Rex Anthony Gorger still faces charges of murder and attempted murder in the death of an acquaintance about 15 hours before he tried to kill his father and in the stabbing and wounding of another man two days before that.
Monday’s ruling should have no bearing on the other cases that are yet to be tried. No dates have been set for those trials.
Although the three attacks were close in time, when Washington County Circuit Judge Mark Gardner found Gorger guilty but insane after a trial without a jury in February, he was ruling only on Gorger’s mental state at the time of the attack on his father, Richard Allen Gorger. Gardner found him guilty except for insanity of attempted murder, first- and second-degree assault, and unlawful use of a weapon.
According to police and court reports, the elder Gorger was stabbed late the morning of Dec. 26, 1998, in his Tigard home in the 13200 block of Southwest 72nd Avenue, where his then-18-year-old son was living. Richard Gorger was in critical condition when hospitalized but later recovered.
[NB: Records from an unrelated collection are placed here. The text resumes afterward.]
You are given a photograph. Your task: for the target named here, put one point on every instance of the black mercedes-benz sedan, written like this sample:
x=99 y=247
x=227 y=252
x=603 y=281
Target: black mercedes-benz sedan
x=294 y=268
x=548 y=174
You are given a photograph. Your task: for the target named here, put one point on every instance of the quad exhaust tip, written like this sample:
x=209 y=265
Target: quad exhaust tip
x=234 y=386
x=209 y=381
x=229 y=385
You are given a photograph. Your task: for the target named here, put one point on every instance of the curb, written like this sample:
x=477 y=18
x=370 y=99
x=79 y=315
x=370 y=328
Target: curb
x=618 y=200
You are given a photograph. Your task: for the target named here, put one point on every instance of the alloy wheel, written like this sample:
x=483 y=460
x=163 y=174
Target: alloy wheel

Dr. George Suckow, a psychiatrist who testified for the defense, said Rex Gorger was schizophrenic and psychotic, even though he was found able to assist in his own defense after about a year of treatment at the state hospital.
While in the Washington County Jail awaiting sentencing for the attack on his father, Gorger told a detective and corrections deputy about the other stabbings. Until then, they had been unsolved.
Gorger was indicted in May in connection with the fatal stabbing of Christopher Reid Bowen, 21, of Tigard. And a Clackamas County grand jury indicted him in August in the stabbing that injured Theron Jay Marrs, then 37, of California.
Bowen was found dead of neck and chest wounds about 5:30 p.m. Dec. 26, 1998, in his unit at the Arbor Heights Apartments in the 15100 block of Southwest Royalty Parkway in Tigard. Marrs was stabbed from behind in the parking lot of the Church of the Resurrection in the 21000 block of Southwest Stafford Road in Tualatin shortly before 10 p.m. while on his way to Christmas Eve Mass.
Suckow also said Gorger was a substantial threat to the community and should be sent to the state hospital, not released to his family or any kind of community mental-health program.